Lignocellulosic Biomass for Advanced Biofuels and Bioproducts: Workshop Report, Washington, DC, June 23-24, 2014

Multiple societal benefits underlie the U.S. Department of Energy’s (DOE) support for a viable and sustainable domestic lignocellulosic advanced biofuels and bioproducts industry. These benefits include ensuring future energy security, lowering greenhouse gases to mitigate climate impacts, diversifying the range of available products, producing less toxic chemicals and byproducts, creating jobs in rural areas, and improving the trade balance. A DOE workshop sought ways to realize these benefits by accelerating the emergence of a robust, new cellulosic ethanol industry. The resulting report, Breaking the Biological Barriers to Cellulosic Ethanol (U.S. DOE 2006), outlined a path toward this future, emphasizing integrated research from feedstock development to conversion technologies. Since then, DOE’s Office of Biological and Environmental Research (BER), operating within the Office of Science, has supported transformational bioenergy research through the vertically integrated DOE Bioenergy Research Centers and development of biomass feedstocks and biofuels-relevant microbes.

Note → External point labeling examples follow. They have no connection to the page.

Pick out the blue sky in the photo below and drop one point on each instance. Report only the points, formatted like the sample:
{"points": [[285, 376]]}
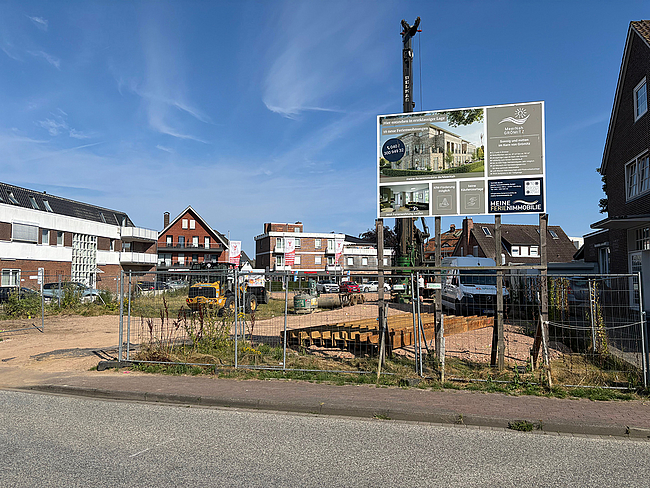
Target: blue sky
{"points": [[264, 111]]}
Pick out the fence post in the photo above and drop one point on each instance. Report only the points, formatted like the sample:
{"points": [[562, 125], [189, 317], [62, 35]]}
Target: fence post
{"points": [[416, 332], [442, 348], [236, 288], [128, 323], [286, 306], [644, 337], [121, 333], [592, 311]]}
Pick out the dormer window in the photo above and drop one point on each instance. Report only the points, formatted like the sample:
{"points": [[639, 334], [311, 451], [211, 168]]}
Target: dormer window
{"points": [[640, 100], [637, 176]]}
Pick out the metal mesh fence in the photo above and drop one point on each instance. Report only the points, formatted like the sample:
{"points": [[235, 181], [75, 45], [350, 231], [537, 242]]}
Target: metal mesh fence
{"points": [[24, 307], [449, 323]]}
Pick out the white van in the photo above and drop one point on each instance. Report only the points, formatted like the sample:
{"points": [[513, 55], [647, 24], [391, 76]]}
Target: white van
{"points": [[470, 291]]}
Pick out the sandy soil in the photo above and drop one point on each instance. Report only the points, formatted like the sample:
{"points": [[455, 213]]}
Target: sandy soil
{"points": [[76, 343], [66, 344]]}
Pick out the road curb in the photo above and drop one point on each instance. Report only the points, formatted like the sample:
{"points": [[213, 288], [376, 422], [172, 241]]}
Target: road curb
{"points": [[322, 408]]}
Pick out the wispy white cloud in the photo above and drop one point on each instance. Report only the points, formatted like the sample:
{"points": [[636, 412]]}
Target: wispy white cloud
{"points": [[39, 22], [54, 61], [163, 88], [315, 53], [57, 125], [10, 51]]}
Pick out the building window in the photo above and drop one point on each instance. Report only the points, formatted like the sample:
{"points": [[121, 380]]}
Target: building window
{"points": [[640, 99], [643, 239], [637, 176], [10, 277], [24, 232], [603, 260]]}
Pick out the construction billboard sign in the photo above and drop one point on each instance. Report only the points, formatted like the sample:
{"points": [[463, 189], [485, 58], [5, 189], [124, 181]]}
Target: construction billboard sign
{"points": [[472, 161]]}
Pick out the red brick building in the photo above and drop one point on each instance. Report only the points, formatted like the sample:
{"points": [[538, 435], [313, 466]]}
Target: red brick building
{"points": [[189, 239]]}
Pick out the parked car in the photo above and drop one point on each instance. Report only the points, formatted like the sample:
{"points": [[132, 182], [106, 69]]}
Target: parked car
{"points": [[54, 291], [349, 287], [150, 287], [327, 287], [177, 284], [374, 286], [23, 292]]}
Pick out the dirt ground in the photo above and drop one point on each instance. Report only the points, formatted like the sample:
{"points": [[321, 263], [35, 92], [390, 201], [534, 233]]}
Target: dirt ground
{"points": [[77, 343], [66, 344]]}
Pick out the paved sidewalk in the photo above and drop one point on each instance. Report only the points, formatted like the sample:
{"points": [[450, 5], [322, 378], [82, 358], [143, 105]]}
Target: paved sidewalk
{"points": [[550, 415]]}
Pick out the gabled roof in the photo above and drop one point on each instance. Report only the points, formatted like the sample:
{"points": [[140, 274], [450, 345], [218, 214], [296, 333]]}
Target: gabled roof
{"points": [[640, 28], [560, 250], [35, 200], [218, 236]]}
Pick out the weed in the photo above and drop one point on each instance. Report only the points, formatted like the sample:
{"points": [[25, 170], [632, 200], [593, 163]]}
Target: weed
{"points": [[381, 416], [521, 425]]}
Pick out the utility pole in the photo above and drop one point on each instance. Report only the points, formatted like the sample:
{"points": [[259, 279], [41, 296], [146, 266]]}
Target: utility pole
{"points": [[405, 226]]}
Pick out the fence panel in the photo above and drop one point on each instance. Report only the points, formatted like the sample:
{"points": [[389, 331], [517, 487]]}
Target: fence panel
{"points": [[281, 321]]}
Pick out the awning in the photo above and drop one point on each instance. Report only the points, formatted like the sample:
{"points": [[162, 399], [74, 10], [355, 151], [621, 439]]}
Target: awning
{"points": [[624, 222]]}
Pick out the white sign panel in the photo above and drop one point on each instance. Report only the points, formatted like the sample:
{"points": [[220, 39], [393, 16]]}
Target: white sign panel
{"points": [[472, 161]]}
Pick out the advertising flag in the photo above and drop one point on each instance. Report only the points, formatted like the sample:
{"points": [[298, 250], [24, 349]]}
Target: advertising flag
{"points": [[289, 251], [339, 250], [235, 252]]}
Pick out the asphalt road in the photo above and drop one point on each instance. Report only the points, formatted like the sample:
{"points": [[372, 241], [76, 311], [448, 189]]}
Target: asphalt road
{"points": [[48, 440]]}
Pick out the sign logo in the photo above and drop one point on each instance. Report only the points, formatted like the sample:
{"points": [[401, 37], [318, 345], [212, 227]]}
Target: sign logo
{"points": [[520, 117], [393, 150]]}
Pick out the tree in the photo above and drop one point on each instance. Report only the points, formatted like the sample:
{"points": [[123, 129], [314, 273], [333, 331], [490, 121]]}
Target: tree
{"points": [[603, 202], [464, 117], [449, 157], [390, 237]]}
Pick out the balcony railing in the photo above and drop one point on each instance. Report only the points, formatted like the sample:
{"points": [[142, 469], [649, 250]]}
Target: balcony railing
{"points": [[138, 257], [188, 245]]}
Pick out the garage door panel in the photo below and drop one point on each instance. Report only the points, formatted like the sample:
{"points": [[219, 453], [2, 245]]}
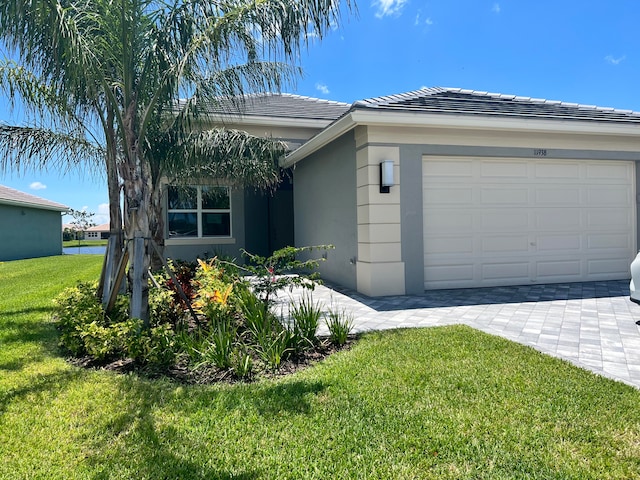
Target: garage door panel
{"points": [[610, 266], [508, 222], [449, 221], [558, 270], [501, 169], [620, 242], [450, 245], [448, 196], [607, 196], [558, 243], [618, 171], [444, 168], [557, 219], [508, 244], [450, 275], [504, 196], [609, 219], [510, 271], [560, 195], [558, 170]]}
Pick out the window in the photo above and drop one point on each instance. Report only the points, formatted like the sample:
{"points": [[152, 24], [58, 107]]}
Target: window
{"points": [[198, 211]]}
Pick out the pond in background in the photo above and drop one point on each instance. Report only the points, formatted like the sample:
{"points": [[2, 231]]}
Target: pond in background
{"points": [[84, 250]]}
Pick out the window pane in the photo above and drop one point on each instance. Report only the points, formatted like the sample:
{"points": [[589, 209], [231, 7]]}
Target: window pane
{"points": [[216, 225], [215, 198], [183, 198], [183, 225]]}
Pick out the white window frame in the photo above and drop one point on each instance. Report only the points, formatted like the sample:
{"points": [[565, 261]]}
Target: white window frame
{"points": [[199, 211]]}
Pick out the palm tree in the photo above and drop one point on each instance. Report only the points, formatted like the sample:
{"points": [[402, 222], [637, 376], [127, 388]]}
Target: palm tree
{"points": [[140, 71]]}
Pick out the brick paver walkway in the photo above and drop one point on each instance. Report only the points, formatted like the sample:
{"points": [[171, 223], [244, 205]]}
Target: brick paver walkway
{"points": [[592, 325]]}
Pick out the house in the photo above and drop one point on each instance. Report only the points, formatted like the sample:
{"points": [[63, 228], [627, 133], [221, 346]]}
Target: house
{"points": [[31, 225], [97, 232], [486, 189], [207, 220]]}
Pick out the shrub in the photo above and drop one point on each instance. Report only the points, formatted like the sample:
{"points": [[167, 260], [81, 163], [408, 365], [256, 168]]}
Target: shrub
{"points": [[86, 330], [241, 362], [306, 321], [219, 344], [272, 274]]}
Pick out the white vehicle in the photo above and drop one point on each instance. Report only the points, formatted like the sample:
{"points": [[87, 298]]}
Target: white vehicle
{"points": [[634, 285]]}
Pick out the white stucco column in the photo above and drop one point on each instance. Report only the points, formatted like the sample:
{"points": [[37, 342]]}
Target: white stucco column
{"points": [[380, 270]]}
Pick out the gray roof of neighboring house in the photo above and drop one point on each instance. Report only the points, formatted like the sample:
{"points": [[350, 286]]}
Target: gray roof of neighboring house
{"points": [[10, 196], [470, 102], [284, 105]]}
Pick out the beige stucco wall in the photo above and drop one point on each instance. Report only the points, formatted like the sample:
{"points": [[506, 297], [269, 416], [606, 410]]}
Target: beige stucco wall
{"points": [[380, 270]]}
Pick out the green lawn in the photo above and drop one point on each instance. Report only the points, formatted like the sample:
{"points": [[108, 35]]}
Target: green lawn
{"points": [[433, 403]]}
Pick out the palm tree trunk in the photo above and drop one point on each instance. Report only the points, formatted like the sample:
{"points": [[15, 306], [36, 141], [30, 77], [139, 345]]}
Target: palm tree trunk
{"points": [[136, 173], [115, 247]]}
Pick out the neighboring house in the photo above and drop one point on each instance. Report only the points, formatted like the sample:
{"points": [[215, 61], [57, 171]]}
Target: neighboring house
{"points": [[31, 226], [487, 190]]}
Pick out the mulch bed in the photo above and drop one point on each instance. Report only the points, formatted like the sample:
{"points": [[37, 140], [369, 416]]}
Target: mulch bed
{"points": [[182, 372]]}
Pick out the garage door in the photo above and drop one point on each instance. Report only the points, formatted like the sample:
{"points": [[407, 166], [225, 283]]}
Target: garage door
{"points": [[490, 222]]}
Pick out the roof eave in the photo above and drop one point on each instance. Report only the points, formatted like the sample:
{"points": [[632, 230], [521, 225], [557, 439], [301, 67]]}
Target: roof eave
{"points": [[376, 117], [268, 121], [17, 203]]}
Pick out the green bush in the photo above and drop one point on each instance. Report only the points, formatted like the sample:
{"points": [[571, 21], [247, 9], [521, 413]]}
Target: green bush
{"points": [[306, 320], [340, 325], [235, 329], [86, 330]]}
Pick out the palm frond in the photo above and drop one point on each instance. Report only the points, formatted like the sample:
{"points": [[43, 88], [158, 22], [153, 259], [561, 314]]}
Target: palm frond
{"points": [[27, 149], [231, 157]]}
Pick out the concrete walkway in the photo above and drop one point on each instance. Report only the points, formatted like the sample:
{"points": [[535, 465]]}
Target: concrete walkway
{"points": [[592, 325]]}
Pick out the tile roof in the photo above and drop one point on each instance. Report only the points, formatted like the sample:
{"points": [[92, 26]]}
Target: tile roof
{"points": [[470, 102], [284, 105], [10, 196]]}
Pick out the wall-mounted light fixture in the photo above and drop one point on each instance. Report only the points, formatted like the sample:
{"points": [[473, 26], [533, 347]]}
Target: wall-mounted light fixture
{"points": [[386, 175]]}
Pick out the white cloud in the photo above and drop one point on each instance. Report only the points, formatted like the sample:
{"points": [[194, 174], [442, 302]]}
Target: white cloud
{"points": [[420, 21], [615, 61], [322, 88], [386, 8]]}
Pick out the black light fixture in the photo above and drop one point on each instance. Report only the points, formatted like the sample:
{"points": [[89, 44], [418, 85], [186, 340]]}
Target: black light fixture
{"points": [[386, 175]]}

A number of important breakthroughs have resulted from this fundamental research and include the (1) demonstration that lignin composition and deposition can be genetically engineered to reduce plant cell wall recalcitrance without impacting plant viability; (2) development of effective pretreatments that can be adapted commercially to lower costs; (3) discoveries of novel microbes and enzymatic pathways for more efficient deconstruction of lignocellulosic biomass; (4) proof-of-concept research for consolidated bioprocessing (CBP; i.e., production of ethanol and other biofuels by naturally cellulolytic microbes); (5) metabolic engineering of microorganisms and plants for biological production of numerous advanced biofuels or their immediate precursors; and (6) identification of hundreds of new plant genes and developing an understanding of their role in cell wall biosynthesis.